Aus einer Seite wurde eine Doppelseite.

Was macht für Sie persönlich guten Journalismus aus?

Guter Journalismus ist für mich der, der sein Publikum versteht, der die Menschen dort abholt, wo sie sind, und sie bewegt – sowohl emotional als auch intellektuell. Er dient den Menschen, informiert sie nicht nur, sondern befähigt sie auch. Es geht darum, eine Verbindung zu schaffen und eine Reaktion zu wecken. Im digitalen Zeitalter ist guter Journalismus flexibel – er nimmt Veränderungen an, ist bereit zu experimentieren und arbeitet in einem kollaborativen, interaktiven Umfeld. Er hört genauso zu wie er spricht, er bezieht die Menschen in einen Dialog ein, statt nur zu senden. Guter Journalismus erzählt Geschichten, die wirklich zählen – die uns fühlen lassen, die uns zum Nachdenken anregen und uns die Welt aus neuen Perspektiven zeigen. Er berichtet nicht nur über Ereignisse, sondern macht sie greifbar und verbindet sie mit der menschlichen Erfahrung.

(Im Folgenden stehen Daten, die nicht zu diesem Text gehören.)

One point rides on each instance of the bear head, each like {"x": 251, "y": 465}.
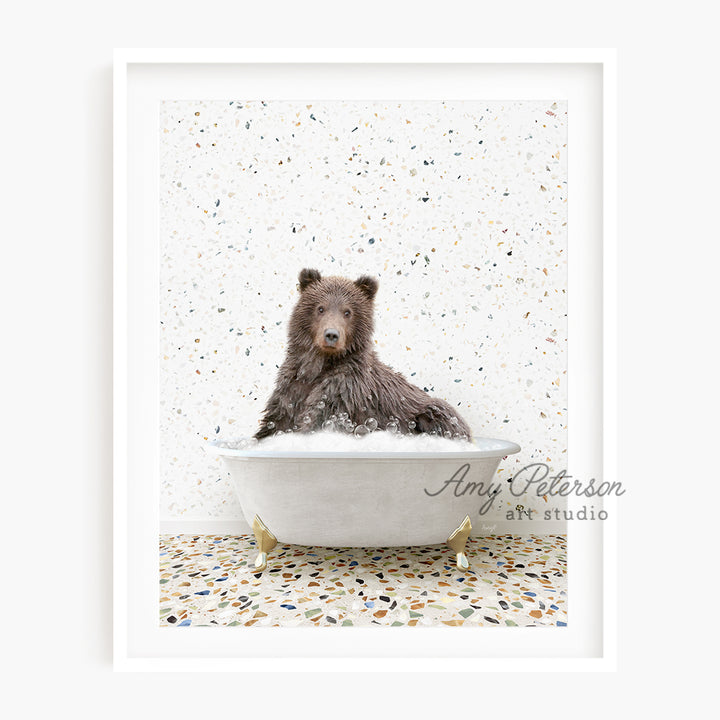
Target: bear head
{"x": 334, "y": 315}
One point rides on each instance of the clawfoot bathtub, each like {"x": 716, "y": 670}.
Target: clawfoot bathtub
{"x": 360, "y": 498}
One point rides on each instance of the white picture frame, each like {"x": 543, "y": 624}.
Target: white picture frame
{"x": 586, "y": 78}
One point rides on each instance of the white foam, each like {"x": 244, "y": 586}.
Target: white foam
{"x": 378, "y": 441}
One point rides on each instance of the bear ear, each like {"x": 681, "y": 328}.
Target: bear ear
{"x": 307, "y": 277}
{"x": 368, "y": 285}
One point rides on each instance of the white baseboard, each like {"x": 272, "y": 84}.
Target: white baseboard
{"x": 482, "y": 528}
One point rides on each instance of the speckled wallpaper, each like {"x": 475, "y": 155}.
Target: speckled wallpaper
{"x": 460, "y": 210}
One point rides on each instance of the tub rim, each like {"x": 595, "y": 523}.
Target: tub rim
{"x": 508, "y": 448}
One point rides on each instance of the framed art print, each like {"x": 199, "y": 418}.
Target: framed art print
{"x": 364, "y": 360}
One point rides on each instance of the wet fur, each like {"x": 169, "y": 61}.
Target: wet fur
{"x": 350, "y": 379}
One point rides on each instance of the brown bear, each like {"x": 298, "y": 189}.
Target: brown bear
{"x": 332, "y": 378}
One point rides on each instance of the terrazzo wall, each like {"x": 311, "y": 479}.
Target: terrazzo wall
{"x": 460, "y": 210}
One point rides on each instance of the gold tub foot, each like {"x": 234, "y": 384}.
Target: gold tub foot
{"x": 266, "y": 541}
{"x": 456, "y": 542}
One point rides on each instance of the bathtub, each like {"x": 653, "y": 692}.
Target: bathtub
{"x": 362, "y": 499}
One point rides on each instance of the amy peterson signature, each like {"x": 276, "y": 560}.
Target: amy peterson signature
{"x": 532, "y": 478}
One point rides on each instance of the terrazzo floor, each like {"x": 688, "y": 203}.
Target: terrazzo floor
{"x": 513, "y": 580}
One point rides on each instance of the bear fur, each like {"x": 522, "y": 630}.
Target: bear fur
{"x": 332, "y": 373}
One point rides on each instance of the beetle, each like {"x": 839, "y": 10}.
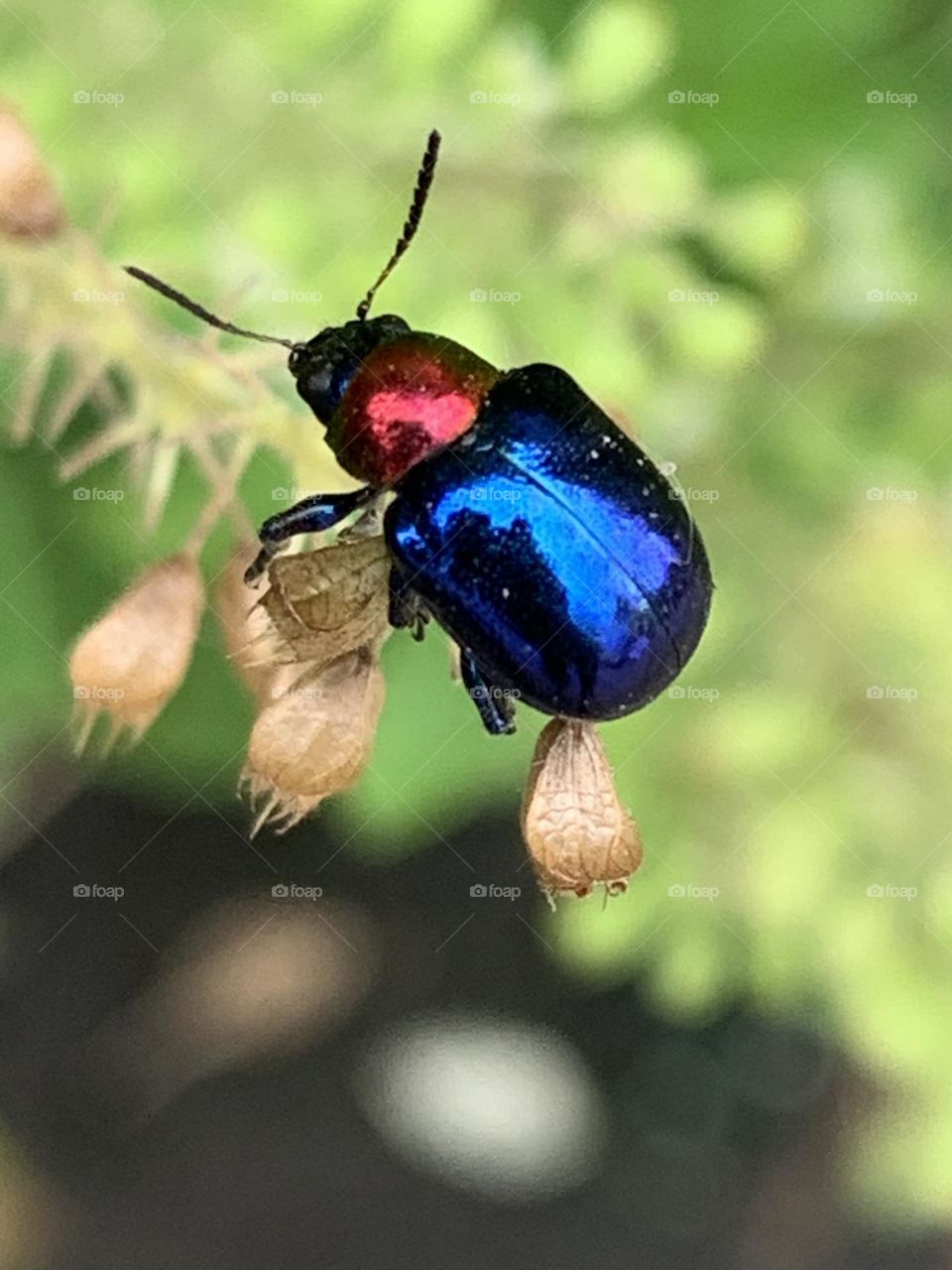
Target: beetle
{"x": 524, "y": 520}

Was braucht ein herausragender Artikel?

Für mich ist ein herausragender Artikel einer, der Menschen bewegt. Der nicht nur informiert, sondern etwas auslöst – ein Gefühl, einen Gedanken, eine neue Perspektive.

Ein Text, der Herz und Verstand erreicht.

Guter Journalismus braucht Mut. Den Mut, hinzuschauen. Den Mut, unbequeme Wahrheiten auszusprechen. Und den Mut, sich – manchmal – auch selbst als Autor zu zeigen.

Was erwarten Sie von der Preisverleihung?

Ich erwarte einen Abend, der den Journalismus feiert – nicht als Selbstzweck, sondern als Dienst an der Gesellschaft. Ich freue mich auf Begegnungen mit Kolleginnen und Kollegen, deren Arbeiten zeigen, was Journalismus heute sein kann: mutig, präzise, menschlich. Die Preisverleihung ist für mich auch ein Moment des Innehaltens – eine Gelegenheit, zurückzublicken, aber auch weiterzudenken. Und vielleicht ist es auch einfach ein Moment der Dankbarkeit: für das Vertrauen der Menschen, die uns ihre Geschichten anvertrauen. Und für Redaktionen, die diesen Raum möglich machen.